Ordunun halk gözündeki prestiji azaldı. Yanlış işler yapan askerler yargılanmaya başlandı. Sivillere höt zöt edenlere, hak ettikleri cevaplar verildi.
Evet, böyle oldu ama sivil iktidar ile askeriye arasındaki ilişkileri düzenleyen yasaların neredeyse tamamı olduğu gibi duruyor.
Bunun anlamı şu:
Konjonktür değiştiği takdirde, askeriyeden yine anti-demokratik, nahoş, haddini bilmeyen sesler yükselecektir.
Niye?
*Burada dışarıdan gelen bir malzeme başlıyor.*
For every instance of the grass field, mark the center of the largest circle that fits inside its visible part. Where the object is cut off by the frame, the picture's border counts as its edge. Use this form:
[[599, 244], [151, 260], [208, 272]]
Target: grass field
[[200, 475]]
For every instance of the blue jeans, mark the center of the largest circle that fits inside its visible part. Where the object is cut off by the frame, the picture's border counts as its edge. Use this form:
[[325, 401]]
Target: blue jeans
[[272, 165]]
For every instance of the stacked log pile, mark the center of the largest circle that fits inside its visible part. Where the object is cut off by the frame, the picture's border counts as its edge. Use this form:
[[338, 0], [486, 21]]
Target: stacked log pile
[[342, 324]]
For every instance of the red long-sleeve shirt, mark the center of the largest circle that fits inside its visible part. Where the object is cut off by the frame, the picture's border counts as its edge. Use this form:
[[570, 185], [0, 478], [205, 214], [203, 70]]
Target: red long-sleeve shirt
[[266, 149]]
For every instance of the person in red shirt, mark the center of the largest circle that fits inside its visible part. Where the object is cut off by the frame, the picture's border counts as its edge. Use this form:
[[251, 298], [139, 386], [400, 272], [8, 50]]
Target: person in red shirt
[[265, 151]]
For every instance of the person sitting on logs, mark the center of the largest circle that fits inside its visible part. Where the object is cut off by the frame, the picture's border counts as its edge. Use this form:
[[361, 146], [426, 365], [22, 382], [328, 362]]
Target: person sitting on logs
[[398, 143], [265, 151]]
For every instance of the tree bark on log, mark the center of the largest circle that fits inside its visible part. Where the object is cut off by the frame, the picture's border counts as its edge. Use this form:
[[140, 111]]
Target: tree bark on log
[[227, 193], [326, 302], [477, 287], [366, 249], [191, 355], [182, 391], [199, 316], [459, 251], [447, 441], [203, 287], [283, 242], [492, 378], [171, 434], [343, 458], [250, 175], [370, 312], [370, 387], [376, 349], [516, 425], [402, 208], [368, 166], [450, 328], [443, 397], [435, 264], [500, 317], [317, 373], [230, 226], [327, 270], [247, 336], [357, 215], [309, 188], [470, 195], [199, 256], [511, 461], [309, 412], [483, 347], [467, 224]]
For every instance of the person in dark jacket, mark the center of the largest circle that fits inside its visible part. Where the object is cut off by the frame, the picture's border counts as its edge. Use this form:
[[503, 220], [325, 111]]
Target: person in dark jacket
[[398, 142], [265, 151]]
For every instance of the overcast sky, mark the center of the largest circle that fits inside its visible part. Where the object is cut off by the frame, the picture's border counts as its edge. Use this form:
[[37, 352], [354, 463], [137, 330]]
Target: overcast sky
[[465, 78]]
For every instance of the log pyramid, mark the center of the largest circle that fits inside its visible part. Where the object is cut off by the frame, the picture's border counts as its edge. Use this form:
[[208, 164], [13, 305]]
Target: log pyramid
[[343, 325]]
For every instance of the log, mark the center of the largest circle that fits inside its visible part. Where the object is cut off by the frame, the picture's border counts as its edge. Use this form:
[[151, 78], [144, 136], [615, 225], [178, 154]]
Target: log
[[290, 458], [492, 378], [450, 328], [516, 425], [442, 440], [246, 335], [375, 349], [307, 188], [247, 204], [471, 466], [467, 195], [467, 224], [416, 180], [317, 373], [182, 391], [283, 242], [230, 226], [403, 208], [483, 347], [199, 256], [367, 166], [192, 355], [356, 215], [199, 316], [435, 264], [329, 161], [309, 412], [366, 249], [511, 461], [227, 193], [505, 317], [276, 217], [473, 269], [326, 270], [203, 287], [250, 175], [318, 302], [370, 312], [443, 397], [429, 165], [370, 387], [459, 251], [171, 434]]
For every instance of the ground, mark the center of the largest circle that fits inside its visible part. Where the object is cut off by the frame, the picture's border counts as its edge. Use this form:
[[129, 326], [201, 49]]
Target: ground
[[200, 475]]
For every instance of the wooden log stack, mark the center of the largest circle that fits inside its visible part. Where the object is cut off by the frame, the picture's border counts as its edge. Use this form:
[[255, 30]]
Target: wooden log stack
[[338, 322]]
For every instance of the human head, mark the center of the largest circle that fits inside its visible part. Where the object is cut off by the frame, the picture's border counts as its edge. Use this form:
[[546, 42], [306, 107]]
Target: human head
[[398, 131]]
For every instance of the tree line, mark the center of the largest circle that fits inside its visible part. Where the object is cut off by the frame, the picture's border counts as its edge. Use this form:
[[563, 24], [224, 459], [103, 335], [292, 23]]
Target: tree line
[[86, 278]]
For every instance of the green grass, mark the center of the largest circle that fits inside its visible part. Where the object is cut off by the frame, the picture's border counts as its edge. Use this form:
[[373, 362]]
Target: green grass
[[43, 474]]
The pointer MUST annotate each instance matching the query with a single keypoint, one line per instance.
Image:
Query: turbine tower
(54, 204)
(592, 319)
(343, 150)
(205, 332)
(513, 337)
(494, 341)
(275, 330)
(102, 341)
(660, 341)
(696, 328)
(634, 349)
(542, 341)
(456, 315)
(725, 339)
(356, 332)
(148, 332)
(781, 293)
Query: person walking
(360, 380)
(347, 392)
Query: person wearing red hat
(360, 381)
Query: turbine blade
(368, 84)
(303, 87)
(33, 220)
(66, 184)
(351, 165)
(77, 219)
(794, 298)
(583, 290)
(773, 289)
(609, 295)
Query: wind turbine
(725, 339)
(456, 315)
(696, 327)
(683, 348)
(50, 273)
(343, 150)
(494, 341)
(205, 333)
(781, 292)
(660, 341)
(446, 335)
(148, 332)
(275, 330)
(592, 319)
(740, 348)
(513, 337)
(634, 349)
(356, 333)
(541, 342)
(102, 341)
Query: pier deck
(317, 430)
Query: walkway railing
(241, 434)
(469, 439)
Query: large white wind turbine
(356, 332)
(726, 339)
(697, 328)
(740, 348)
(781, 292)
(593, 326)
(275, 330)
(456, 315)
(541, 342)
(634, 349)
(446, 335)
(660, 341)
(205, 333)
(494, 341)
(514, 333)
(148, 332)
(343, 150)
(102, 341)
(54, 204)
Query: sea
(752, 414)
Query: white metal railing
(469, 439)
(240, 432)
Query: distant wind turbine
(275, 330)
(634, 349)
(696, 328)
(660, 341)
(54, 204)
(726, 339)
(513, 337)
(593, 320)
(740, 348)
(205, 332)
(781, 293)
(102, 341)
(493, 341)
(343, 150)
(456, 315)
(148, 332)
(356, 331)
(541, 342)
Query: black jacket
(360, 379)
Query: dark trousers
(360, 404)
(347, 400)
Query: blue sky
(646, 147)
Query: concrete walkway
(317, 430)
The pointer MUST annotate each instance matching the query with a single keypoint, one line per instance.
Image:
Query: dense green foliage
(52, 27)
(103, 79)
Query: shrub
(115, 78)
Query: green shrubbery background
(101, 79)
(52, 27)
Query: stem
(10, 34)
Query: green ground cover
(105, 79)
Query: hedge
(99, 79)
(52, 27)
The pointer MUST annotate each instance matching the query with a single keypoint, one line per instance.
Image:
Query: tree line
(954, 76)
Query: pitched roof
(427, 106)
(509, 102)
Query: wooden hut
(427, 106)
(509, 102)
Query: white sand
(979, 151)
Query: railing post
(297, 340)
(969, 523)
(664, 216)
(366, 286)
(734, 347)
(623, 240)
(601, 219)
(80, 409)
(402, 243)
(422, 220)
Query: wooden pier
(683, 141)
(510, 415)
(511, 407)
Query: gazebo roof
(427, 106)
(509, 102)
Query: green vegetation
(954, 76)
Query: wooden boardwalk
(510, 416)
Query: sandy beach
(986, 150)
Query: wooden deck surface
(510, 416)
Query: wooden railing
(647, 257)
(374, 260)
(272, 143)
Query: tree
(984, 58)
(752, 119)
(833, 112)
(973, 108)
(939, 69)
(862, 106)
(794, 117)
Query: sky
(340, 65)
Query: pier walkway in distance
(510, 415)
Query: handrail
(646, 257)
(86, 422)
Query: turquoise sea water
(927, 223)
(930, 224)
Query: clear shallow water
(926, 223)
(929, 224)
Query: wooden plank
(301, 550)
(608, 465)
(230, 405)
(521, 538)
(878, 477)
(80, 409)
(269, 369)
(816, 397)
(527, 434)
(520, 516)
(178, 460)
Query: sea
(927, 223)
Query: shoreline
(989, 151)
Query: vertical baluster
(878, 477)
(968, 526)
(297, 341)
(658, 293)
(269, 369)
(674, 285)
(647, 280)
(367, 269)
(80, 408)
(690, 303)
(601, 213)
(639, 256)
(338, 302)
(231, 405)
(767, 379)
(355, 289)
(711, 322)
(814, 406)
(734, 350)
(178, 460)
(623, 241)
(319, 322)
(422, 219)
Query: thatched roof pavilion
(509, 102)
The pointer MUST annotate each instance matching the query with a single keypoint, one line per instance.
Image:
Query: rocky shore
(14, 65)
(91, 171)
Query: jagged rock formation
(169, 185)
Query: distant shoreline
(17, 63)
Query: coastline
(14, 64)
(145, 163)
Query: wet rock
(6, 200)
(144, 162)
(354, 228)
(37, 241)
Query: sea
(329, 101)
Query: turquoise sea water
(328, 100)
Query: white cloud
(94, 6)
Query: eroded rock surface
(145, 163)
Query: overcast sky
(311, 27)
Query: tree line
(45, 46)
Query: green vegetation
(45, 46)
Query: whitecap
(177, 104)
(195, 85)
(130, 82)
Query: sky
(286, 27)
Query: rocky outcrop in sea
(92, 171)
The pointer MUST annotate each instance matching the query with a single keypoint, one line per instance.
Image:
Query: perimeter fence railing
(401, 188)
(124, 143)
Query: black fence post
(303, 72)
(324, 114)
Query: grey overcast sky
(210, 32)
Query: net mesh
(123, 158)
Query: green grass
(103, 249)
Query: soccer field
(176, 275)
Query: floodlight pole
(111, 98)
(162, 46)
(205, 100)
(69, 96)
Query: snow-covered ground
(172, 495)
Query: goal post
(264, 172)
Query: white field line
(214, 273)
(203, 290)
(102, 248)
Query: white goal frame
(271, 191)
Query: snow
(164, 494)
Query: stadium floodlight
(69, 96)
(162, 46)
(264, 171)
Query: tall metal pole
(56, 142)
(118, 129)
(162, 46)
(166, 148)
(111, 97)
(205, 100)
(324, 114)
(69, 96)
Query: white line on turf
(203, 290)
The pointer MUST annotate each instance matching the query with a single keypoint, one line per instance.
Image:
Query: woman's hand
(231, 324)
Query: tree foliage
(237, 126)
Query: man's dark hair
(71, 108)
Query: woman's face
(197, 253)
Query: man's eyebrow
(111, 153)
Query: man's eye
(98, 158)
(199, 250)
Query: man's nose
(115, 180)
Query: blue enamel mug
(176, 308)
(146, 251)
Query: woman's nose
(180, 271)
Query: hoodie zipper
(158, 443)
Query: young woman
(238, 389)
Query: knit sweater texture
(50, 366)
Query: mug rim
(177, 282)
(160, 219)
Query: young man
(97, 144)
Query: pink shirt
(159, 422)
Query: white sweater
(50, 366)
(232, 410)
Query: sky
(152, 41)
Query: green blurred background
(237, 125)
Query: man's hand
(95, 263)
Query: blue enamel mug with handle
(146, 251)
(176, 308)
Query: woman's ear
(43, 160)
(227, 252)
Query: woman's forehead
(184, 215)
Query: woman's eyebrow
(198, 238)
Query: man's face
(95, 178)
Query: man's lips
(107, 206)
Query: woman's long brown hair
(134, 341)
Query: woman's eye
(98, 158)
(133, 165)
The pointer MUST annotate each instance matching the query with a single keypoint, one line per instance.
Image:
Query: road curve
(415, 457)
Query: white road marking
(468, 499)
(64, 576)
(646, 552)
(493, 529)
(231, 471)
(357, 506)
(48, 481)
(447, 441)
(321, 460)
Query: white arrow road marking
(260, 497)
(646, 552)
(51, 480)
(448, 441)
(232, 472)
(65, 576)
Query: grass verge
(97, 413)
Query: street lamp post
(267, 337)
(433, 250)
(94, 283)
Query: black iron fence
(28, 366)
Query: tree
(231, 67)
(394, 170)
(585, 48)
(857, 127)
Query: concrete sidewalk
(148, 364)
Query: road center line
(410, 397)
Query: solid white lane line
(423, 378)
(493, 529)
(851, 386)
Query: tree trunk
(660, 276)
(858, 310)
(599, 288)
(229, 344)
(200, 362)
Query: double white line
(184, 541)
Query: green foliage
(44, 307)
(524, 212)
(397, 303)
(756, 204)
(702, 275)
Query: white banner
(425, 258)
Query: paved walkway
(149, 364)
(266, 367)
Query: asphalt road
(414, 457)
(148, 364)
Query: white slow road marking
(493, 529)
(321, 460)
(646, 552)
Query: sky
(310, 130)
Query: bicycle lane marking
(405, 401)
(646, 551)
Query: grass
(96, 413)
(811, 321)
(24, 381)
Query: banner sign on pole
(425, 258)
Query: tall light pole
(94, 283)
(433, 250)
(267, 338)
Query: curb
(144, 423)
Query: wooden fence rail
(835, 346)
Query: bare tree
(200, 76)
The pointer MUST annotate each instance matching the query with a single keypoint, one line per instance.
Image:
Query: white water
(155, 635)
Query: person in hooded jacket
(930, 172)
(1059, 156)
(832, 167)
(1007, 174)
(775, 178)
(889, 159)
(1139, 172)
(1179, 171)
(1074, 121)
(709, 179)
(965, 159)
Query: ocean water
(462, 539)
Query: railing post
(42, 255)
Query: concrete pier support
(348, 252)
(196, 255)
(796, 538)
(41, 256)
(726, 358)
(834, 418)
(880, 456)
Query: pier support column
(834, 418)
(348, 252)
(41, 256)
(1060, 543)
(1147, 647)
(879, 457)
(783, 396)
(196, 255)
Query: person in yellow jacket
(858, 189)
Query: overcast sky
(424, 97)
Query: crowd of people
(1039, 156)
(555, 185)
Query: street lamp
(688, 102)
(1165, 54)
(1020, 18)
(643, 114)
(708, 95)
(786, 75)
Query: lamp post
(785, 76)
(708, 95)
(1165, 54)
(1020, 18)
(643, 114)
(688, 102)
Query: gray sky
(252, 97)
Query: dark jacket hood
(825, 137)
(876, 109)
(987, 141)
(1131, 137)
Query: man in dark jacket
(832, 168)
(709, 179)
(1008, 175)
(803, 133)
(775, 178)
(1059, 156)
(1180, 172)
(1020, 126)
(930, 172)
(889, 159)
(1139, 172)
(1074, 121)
Çünkü askere sadece
"geri adım" attırıldı. Ordunun yeni konumu yasalarla sabitlenmedi ki!
Bugün iktidara
CHP ya da
MHP gelse, işler
eski hamam, eski tas şekline dönüverecek.
Halbuki sivil-asker ilişkilerinin baştan aşağıya yeniden tanımlanması gerekiyor.
Bu tanımlama yapılırken hangi ilkelerin bize yol göstereceği belli: Özetle,
Avrupa Birliği standartları... (Tabii yeni yapılanmanın, Türkiye'nin
"bölgesel aktör" rolüne uygun olması da gerekiyor.
Dünya devletler sistematiğinde, barış maalesef ancak silahla korunabiliyor. Çünkü bizim barışımız, başkasının çıkarına dokunabiliyor.)
Kıssadan hisse: AKP'nin iktidardan inmeden önce siviller ve askerler arasındaki yeni rol paylaşımını geriye dönülmeyecek biçimde değiştirmesi ve yasalaştırması şart.
Yoksa onca mücadele heba olur gider.